Cellphones are unlike anything else police may find on someone they arrest, Chief Justice John Roberts wrote for the court. They are “not just another technological convenience,” he said, but ubiquitous, increasingly powerful computers that contain vast quantities of personal, sensitive information.
“With all they contain and all they may reveal, they hold for many Americans the privacies of life,” Roberts declared. So the message to police about what they should do before rummaging through a cellphone’s contents following an arrest is simple: “Get a warrant.”
The chief justice acknowledged that barring searches would affect law enforcement, but he said: “Privacy comes at a cost.”

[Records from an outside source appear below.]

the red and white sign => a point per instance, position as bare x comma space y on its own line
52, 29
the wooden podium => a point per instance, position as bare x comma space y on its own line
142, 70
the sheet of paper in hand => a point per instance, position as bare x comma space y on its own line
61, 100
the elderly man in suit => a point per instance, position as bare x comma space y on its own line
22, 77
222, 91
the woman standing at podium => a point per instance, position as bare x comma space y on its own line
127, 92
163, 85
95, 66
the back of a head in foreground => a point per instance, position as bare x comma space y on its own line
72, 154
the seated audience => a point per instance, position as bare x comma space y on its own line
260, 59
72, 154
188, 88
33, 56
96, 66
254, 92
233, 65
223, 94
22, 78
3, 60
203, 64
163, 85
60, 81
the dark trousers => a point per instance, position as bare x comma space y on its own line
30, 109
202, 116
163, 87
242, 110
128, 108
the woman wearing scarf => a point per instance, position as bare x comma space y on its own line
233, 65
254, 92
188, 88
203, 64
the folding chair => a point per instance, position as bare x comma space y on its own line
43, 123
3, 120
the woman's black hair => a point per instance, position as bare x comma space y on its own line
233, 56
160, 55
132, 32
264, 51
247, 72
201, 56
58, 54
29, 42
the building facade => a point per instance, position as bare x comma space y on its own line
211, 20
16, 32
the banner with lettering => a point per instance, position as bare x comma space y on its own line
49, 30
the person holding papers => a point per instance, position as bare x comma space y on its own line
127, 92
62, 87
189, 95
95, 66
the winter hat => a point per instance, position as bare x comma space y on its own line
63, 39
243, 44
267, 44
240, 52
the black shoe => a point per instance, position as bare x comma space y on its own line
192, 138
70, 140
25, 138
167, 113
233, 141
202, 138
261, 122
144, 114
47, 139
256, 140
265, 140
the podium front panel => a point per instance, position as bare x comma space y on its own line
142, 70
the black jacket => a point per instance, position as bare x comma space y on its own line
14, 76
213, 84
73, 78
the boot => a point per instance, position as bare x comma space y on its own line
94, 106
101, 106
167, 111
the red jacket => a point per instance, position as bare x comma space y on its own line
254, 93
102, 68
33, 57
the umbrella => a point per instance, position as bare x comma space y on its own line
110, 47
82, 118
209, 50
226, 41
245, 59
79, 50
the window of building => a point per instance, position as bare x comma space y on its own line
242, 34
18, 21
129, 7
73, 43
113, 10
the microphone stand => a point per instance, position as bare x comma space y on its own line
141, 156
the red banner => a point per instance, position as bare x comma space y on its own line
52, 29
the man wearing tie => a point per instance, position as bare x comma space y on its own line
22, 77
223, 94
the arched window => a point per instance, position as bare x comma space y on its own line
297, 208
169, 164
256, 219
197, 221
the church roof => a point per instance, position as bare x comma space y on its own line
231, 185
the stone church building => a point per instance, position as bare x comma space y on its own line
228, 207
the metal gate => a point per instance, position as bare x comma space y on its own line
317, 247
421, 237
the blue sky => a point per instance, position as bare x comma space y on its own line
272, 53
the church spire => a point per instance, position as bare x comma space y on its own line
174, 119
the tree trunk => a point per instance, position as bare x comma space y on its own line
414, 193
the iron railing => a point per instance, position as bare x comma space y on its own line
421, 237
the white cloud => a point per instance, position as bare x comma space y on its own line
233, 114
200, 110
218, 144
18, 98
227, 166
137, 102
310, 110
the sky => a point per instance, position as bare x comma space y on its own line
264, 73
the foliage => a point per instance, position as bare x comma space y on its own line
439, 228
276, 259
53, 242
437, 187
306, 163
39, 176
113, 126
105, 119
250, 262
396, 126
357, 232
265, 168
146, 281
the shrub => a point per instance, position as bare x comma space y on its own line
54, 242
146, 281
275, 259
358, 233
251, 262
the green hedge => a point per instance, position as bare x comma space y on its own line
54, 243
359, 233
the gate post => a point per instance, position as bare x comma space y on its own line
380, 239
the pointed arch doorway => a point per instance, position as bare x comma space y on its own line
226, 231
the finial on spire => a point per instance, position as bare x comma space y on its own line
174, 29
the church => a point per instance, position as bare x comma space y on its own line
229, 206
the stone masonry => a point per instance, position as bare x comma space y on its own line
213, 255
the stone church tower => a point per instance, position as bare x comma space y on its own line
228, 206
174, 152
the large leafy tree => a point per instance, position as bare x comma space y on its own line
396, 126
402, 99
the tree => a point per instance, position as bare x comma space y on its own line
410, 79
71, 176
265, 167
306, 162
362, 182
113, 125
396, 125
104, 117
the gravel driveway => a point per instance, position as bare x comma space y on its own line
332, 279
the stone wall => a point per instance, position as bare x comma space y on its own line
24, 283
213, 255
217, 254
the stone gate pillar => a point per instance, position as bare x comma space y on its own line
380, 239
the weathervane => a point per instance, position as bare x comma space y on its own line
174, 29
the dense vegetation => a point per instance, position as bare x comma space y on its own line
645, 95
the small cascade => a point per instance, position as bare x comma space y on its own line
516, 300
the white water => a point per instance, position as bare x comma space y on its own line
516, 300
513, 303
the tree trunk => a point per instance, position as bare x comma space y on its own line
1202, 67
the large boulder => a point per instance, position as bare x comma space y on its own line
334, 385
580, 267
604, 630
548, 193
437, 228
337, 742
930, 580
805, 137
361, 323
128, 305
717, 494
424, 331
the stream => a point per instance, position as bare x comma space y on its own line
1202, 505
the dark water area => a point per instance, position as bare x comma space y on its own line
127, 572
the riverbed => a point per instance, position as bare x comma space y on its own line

By ruling as it did, the court chose not to extend earlier decisions from the 1970s- when cellphone technology was not yet available - that allow police to empty a suspect’s pockets and examine whatever they find to ensure officers’ safety and prevent the destruction of evidence.
The Obama administration and the state of California, defending cellphone searches, said the phones should have no greater protection from a search than anything else police find. But the defendants in the current cases, backed by civil libertarians, librarians and news media groups, argued that cellphones, especially smartphones, can store troves of sensitive personal information.
“By recognizing that the digital revolution has transformed our expectations of privacy, today’s decision is itself revolutionary and will help to protect the privacy rights of all Americans,” said American Civil Liberties Union legal director Steven Shapiro.
Under the Constitution’s Fourth Amendment, police generally need a warrant before they can conduct a search. The warrant itself must be based on “probable cause,” evidence that a crime has been committed.
In the cases decided Wednesday, one defendant carried a smartphone, while the other carried an older flip phone. The police looked through both without first getting search warrants.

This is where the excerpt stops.